Le barème Macron « re » validé par la cour de cassation

Le Barème Macron (barème des indemnités prud’homales) a vu le jour avec l’ordonnance du 22 septembre 2017 (modification de l’article L.1235-3 du code du travail). Il fixe un encadrement des indemnités (minimales et maximales) en fonction de l’ancienneté du salarié.

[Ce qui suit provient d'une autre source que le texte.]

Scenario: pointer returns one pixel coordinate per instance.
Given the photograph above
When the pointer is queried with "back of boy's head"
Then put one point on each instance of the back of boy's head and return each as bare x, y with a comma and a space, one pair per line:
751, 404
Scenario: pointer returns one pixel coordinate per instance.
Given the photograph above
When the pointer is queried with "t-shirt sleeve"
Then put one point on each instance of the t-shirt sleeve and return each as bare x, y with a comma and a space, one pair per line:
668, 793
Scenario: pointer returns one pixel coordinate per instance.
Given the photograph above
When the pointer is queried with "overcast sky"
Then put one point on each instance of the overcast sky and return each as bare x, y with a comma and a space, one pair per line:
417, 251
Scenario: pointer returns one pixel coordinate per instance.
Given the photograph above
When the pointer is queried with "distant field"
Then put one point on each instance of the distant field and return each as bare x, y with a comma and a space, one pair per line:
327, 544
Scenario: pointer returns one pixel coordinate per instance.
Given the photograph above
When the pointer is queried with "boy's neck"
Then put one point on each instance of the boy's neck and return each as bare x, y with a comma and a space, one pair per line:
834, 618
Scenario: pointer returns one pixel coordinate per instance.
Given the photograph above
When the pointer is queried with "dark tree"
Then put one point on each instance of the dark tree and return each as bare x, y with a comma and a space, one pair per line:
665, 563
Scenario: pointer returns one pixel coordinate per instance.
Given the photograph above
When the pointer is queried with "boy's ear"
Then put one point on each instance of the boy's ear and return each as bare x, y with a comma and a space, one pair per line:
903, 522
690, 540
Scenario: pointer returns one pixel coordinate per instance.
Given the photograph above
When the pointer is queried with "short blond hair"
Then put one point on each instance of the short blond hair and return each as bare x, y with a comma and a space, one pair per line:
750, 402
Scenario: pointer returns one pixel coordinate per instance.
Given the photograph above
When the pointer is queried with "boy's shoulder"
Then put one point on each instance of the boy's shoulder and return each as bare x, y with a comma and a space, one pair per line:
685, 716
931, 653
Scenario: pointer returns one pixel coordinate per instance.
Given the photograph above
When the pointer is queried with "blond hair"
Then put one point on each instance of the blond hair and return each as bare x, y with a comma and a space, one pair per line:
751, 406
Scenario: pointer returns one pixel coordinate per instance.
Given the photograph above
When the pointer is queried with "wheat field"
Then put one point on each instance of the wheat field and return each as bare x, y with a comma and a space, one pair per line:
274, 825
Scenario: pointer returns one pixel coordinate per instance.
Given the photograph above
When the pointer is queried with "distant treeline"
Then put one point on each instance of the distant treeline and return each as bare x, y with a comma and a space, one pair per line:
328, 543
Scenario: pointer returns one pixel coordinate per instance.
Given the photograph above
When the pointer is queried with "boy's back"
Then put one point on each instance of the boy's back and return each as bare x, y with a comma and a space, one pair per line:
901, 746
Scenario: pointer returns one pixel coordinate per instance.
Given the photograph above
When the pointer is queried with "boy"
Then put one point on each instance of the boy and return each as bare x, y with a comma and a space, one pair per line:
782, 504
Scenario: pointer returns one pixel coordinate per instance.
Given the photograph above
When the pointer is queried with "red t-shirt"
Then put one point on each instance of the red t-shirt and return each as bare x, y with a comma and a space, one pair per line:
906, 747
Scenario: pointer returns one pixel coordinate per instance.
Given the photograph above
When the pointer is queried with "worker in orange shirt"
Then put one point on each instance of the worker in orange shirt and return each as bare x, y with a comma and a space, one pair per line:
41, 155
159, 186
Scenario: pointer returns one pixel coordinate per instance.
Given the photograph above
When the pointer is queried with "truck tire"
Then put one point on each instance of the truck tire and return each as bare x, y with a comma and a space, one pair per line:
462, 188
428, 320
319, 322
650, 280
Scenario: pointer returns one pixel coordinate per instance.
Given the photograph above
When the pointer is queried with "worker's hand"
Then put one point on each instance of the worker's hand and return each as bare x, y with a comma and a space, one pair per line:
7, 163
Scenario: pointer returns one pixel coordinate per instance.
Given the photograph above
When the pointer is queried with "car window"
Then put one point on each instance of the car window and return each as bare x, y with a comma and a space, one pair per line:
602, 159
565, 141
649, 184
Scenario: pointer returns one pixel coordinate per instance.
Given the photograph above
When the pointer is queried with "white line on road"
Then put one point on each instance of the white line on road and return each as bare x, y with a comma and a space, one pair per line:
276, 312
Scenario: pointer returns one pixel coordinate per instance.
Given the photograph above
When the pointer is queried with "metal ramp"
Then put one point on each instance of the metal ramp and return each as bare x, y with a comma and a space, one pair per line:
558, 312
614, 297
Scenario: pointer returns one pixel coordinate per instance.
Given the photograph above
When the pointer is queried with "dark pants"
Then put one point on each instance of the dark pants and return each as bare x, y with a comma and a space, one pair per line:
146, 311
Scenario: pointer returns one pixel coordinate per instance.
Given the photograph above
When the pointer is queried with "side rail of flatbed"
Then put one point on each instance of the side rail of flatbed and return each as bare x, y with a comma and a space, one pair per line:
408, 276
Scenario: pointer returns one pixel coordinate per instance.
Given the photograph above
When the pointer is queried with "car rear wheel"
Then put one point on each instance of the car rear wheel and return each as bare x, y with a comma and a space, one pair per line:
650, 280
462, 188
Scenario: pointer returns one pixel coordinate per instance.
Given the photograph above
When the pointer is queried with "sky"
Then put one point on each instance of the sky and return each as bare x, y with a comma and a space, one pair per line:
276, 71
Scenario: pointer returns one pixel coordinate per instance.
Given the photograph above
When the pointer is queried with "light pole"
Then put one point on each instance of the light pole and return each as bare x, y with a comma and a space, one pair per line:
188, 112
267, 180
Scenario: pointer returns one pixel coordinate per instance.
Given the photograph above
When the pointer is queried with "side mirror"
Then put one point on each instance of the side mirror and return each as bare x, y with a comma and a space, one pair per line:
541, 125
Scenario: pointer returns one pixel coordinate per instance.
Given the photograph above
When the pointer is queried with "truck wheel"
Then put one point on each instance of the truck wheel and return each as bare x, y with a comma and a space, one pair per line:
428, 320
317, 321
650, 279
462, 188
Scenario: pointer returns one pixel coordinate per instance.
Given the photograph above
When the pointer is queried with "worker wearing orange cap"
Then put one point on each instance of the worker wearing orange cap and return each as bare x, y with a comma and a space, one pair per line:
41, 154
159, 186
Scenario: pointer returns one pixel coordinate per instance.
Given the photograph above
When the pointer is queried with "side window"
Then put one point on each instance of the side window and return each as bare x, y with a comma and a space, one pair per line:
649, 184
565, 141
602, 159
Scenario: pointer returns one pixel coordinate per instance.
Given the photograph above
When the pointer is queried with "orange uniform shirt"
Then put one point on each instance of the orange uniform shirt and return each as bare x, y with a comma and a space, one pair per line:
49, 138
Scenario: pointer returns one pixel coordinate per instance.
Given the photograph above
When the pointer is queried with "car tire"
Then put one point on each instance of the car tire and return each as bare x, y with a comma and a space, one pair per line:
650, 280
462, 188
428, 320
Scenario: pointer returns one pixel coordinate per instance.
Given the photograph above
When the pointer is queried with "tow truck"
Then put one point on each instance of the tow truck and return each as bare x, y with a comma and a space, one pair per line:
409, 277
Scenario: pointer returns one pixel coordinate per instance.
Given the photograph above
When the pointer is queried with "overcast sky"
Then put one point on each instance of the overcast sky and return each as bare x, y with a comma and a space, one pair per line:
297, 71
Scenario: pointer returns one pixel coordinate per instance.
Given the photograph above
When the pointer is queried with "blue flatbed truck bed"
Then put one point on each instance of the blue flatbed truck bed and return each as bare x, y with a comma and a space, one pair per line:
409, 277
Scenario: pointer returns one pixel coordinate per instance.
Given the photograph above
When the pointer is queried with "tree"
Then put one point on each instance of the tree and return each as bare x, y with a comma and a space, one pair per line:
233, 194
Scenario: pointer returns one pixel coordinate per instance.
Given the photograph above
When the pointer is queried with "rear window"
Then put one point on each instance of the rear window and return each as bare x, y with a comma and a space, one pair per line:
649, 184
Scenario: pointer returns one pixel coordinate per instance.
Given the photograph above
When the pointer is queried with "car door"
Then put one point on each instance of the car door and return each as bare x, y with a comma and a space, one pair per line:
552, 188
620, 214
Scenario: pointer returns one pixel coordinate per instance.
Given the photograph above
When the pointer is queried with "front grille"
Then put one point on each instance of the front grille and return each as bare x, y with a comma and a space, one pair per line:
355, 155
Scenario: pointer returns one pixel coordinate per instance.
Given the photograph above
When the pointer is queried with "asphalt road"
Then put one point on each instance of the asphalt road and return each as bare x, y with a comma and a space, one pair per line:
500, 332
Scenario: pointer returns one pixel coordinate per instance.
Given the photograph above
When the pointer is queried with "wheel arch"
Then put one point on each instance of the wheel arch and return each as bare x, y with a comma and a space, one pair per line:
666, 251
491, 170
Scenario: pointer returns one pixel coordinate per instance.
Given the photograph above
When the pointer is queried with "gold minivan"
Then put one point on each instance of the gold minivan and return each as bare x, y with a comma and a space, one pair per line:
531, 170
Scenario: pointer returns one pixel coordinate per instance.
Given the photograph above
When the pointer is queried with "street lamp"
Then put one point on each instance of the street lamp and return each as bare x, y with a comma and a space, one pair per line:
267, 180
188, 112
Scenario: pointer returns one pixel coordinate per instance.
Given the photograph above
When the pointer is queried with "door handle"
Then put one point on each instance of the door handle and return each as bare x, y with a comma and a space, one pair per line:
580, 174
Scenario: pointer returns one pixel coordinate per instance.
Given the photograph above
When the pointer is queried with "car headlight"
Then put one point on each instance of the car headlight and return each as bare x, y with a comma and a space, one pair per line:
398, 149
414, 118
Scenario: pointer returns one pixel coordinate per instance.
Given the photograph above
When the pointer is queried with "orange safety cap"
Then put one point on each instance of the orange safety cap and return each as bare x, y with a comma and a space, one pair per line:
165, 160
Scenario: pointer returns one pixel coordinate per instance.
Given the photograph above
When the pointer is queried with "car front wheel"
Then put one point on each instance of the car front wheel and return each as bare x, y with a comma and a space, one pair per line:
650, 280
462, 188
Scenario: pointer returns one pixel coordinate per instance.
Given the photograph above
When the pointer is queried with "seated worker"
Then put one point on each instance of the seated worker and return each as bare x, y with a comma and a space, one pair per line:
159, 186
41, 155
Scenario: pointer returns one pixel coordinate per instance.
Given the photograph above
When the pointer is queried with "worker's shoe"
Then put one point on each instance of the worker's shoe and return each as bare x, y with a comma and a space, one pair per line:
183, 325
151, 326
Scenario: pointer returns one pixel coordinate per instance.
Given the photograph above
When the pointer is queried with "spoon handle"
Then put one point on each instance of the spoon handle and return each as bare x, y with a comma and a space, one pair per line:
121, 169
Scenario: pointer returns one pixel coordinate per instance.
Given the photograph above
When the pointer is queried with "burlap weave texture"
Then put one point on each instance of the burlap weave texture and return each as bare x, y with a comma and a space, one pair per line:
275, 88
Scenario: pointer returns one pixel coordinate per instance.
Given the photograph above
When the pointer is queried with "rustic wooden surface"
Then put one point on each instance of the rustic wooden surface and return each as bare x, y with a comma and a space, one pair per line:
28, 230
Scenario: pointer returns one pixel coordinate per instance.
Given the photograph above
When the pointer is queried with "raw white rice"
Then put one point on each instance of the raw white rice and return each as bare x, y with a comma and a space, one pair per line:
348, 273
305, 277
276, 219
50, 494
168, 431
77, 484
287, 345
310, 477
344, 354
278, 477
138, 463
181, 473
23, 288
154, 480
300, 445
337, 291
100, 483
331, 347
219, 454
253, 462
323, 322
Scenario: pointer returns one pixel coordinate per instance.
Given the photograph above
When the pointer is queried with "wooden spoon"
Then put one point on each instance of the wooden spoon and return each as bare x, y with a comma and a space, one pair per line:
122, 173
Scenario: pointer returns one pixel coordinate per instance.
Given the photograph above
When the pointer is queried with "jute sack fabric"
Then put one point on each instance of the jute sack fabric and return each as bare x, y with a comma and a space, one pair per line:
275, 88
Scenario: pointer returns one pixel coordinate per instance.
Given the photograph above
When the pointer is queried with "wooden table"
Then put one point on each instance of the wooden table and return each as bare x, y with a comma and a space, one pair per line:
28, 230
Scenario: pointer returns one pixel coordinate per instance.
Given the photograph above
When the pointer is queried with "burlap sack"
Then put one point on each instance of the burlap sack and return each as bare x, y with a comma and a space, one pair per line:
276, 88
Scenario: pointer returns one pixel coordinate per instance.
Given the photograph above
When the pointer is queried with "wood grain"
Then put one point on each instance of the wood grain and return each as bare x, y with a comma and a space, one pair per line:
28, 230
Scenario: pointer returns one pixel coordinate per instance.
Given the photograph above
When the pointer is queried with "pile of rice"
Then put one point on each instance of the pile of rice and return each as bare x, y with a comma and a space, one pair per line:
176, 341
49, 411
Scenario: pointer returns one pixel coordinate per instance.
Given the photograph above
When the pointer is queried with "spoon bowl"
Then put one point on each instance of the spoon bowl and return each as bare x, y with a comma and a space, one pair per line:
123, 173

Après l’entrée en vigueur de ce barème, de nombreuses juridictions du fond, tout comme la plupart des organisations syndicales, l’ont considéré comme inapplicable, pour plusieurs motifs, et ce malgré la validation du conseil constitutionnel, du conseil d’état puis de la cour de cassation dans un avis rendu par l’assemblée plénière de la cour de cassation en 2019 (voir notamment notre actualité : « Le barème Macron est validé par la cour de cassation »).

Le 11 mai 2022, la chambre sociale de la cour de cassation, dans deux arrêts très attendus (n°21-14490 et 21-15247), a pleinement validé ce barème.

Dans la première affaire, la cour d’appel avait considéré le barème comme contraire à l’article 10 de la convention n°158 de l’OIT puisqu’il ne permettait pas une indemnisation adéquate et appropriée du licenciement injustifié.

Dans la seconde affaire, le salarié contestait son indemnité de licenciement sans cause réelle et sérieuse en invoquant l’article 24 de la charte sociale européenne qui prévoit que les travailleurs licenciés sans motif valable ont droit à une indemnité adéquate ou une réparation appropriée.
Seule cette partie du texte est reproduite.